While all House doctors treat AIED, Dr. Derebery – who also serves as director of the clinic’s allergy department – sees the largest number of cases. Diagnosis can be tricky. “You first have to rule out other causes,” she says. This requires obtaining or reviewing a patient’s history (generally, the only things that produce similar symptoms are ototoxic drugs). Doctors also order tests such as an MRI or blood work looking for evidence of markers of other known autoimmune diseases, or a test for a specific protein that is positive in about 60 percent of patients called the Western Blot (heat shock protein 70).

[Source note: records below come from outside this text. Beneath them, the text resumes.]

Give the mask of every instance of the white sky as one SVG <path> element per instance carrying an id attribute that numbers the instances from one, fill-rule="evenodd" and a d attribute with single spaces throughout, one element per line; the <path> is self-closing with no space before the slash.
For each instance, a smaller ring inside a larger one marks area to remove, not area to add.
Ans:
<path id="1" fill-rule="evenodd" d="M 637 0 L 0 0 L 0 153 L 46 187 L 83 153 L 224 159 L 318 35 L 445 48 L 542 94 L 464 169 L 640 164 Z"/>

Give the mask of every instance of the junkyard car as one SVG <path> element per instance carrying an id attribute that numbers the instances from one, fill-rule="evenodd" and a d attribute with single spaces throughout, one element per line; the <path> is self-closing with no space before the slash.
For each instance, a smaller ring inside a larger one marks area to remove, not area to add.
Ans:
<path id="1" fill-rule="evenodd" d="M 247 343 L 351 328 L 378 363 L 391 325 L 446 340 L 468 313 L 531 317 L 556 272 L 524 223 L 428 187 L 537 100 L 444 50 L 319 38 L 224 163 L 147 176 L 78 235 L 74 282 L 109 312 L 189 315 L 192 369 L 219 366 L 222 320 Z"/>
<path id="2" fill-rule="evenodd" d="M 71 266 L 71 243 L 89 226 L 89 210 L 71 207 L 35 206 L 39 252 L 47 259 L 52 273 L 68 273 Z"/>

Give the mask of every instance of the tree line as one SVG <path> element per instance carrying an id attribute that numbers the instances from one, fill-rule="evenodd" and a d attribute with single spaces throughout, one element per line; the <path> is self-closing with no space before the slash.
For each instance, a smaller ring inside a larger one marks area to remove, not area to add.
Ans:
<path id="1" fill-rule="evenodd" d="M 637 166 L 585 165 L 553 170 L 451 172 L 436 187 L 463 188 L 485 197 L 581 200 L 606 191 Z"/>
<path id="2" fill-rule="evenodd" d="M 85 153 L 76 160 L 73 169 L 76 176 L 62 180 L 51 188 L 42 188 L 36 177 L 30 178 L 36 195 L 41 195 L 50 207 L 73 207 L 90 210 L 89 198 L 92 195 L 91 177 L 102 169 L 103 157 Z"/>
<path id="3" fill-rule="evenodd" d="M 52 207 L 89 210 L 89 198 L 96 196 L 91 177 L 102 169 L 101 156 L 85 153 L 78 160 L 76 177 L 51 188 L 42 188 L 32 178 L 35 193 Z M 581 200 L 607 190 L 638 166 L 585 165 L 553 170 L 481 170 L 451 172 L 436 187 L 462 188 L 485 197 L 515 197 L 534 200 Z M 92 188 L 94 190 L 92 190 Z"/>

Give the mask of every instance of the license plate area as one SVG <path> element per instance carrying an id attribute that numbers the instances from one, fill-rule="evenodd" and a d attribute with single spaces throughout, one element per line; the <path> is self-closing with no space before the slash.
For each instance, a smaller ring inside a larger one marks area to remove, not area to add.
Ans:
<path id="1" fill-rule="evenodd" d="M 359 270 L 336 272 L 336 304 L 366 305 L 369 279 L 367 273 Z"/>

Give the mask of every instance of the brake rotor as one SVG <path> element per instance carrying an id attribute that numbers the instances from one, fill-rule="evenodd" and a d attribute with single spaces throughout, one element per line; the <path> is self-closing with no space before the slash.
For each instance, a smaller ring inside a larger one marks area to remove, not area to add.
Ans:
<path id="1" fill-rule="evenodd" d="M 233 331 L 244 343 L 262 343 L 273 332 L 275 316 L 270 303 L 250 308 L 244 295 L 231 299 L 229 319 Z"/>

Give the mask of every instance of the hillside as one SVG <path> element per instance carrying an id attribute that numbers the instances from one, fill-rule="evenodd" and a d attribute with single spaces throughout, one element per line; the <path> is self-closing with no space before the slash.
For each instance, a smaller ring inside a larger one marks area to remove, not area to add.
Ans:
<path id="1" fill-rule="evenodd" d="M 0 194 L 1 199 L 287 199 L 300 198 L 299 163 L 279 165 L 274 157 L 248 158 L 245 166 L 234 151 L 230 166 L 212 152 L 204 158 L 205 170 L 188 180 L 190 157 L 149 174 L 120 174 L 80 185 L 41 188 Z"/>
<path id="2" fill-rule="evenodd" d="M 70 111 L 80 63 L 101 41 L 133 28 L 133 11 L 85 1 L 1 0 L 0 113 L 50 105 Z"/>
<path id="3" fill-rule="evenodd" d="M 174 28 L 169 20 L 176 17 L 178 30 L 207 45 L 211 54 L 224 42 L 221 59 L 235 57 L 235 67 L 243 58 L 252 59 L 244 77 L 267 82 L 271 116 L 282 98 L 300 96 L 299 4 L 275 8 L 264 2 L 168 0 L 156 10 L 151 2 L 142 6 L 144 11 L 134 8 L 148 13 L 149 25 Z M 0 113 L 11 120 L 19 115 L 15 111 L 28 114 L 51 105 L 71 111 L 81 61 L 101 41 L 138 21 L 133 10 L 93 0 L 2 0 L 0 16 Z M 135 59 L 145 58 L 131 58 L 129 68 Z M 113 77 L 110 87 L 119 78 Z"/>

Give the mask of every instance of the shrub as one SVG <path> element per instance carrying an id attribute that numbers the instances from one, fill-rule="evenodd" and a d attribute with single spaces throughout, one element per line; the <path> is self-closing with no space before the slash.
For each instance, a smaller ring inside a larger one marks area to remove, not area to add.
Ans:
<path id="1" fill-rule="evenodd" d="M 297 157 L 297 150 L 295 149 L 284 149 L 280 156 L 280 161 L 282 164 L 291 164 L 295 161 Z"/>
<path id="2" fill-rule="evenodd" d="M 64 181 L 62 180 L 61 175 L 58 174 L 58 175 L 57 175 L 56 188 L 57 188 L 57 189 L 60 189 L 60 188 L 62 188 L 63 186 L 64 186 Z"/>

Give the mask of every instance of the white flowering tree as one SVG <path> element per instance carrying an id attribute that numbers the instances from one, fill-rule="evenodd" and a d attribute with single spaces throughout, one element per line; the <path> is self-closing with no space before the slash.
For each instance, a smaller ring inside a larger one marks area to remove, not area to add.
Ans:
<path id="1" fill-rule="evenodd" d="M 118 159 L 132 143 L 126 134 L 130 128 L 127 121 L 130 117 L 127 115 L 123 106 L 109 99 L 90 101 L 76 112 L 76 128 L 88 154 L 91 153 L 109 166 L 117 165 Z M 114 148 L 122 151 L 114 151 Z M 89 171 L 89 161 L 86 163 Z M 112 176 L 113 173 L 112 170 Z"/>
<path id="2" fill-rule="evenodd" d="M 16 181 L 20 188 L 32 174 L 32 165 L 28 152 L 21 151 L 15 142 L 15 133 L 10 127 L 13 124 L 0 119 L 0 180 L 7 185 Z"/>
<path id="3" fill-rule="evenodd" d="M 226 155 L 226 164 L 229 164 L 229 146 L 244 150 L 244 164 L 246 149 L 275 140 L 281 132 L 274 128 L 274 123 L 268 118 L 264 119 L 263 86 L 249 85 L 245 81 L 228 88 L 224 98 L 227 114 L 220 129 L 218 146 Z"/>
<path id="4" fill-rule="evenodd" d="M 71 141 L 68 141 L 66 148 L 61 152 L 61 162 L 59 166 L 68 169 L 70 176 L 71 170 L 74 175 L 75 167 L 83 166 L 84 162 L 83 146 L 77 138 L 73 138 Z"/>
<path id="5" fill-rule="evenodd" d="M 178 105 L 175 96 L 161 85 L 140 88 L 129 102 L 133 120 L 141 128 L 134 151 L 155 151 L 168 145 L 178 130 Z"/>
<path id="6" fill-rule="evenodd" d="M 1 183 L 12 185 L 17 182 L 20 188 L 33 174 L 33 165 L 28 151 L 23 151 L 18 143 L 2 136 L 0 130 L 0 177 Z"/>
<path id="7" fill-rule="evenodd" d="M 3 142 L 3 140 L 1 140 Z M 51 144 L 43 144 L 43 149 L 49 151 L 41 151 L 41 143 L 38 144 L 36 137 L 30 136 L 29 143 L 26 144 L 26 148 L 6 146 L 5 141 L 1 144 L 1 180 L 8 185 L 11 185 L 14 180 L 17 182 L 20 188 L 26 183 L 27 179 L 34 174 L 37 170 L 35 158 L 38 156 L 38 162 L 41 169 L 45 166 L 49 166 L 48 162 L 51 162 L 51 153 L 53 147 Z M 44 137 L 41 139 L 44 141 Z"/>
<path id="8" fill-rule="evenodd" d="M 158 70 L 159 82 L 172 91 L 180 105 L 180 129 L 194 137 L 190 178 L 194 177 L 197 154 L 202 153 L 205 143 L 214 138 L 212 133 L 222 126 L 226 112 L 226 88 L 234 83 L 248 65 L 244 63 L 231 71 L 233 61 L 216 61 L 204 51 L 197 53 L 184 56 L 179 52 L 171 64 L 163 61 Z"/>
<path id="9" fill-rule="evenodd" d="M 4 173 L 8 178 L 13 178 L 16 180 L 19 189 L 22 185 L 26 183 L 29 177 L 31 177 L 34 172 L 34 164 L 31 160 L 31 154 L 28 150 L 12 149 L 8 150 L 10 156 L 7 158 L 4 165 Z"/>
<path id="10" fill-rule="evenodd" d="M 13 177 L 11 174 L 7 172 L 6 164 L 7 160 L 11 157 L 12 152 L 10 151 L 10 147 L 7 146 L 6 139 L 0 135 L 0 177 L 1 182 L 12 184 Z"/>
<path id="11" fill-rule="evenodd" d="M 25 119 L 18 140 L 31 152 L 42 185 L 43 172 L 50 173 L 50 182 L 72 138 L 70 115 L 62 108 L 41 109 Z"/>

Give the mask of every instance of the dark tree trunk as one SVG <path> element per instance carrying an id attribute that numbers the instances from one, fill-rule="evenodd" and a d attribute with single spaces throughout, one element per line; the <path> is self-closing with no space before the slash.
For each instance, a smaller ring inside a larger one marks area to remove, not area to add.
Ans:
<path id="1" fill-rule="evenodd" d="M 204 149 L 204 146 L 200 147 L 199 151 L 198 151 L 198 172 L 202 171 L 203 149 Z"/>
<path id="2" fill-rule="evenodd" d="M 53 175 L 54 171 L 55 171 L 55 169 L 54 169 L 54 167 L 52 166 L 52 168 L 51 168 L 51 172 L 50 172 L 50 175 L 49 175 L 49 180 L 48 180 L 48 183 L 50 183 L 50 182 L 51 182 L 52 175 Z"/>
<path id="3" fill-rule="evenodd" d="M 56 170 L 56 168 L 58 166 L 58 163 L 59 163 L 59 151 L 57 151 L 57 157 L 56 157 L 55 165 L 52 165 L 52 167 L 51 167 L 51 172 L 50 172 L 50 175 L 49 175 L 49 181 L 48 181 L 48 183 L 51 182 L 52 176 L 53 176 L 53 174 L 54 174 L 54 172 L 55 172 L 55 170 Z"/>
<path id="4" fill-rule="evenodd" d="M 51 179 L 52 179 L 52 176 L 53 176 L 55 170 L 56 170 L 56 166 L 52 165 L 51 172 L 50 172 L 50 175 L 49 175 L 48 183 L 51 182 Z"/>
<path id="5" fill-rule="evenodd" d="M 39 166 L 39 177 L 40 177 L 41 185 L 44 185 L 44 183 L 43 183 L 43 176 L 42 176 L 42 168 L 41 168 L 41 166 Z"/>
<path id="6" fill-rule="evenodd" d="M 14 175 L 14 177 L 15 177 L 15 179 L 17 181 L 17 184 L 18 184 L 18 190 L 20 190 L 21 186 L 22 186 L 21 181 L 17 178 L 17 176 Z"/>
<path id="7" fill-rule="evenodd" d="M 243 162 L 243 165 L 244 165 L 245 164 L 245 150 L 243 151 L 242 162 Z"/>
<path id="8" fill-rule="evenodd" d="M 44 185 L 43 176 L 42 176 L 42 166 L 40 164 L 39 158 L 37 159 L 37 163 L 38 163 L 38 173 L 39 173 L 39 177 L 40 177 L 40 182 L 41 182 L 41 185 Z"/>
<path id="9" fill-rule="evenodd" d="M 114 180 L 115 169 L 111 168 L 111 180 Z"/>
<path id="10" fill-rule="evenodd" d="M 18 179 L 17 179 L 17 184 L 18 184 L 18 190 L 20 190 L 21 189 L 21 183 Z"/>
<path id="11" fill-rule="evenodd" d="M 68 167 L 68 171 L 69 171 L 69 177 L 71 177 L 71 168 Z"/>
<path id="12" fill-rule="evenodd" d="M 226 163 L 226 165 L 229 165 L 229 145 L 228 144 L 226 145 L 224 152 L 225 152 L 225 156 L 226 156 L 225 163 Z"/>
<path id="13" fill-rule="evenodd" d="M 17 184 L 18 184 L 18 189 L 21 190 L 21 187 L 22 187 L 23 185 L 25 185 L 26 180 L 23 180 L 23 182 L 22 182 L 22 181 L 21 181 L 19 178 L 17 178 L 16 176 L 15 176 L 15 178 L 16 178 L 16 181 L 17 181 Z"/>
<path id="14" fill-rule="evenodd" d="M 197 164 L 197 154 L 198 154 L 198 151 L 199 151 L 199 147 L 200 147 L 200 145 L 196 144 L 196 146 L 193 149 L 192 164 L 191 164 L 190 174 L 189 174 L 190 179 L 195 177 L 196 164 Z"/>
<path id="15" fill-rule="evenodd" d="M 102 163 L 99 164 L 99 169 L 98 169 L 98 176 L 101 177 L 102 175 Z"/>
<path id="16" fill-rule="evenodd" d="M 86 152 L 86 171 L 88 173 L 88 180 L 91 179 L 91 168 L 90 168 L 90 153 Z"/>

In the past five years, House, which probably sees a disproportionate number of cases, has made a primary diagnosis of AIED 117 times. There is no known cure. The standard treatment involves prescribing the steroid prednisone, which can stabilize or improve symptoms. “The initial thought was that if you didn’t treat aggressively, patients would go deaf,” says Dr. Derebery. “However, the thinking has changed.

Prednisone has serious side effects so, says Dr. Derebery, “the goal of therapy is to use just enough to induce serviceable hearing and long periods of remission.” Steroids are taken orally or can be injected through the eardrum, which reduces systemic impact and places a higher concentration of the drug in the inner ear. House is working with rheumatologists to find alternatives to steroids. So far, no clear winner has emerged.

The businessman in his 50s responded well to four weeks of a highdose (60 milligrams-a-day) prednisone regimen. As soon as it ended, however, his hearing worsened. The high-dose regimen was resumed and, after five months of tapering, he was able to go steroid-free. “He’s been stable for the past eight years and does well with hearing aids,” says Dr. Derebery.

The search for better ways to treat AIED continues. House recently hosted a small conference of experts in hopes of designing a clinical trial to look for alternatives to steroid therapy. “I tell patients that contrary to what they see on the Internet and in older ENT literature only a small percentage will lose their hearing,” says Dr. Derebery. “There are things that we can do.”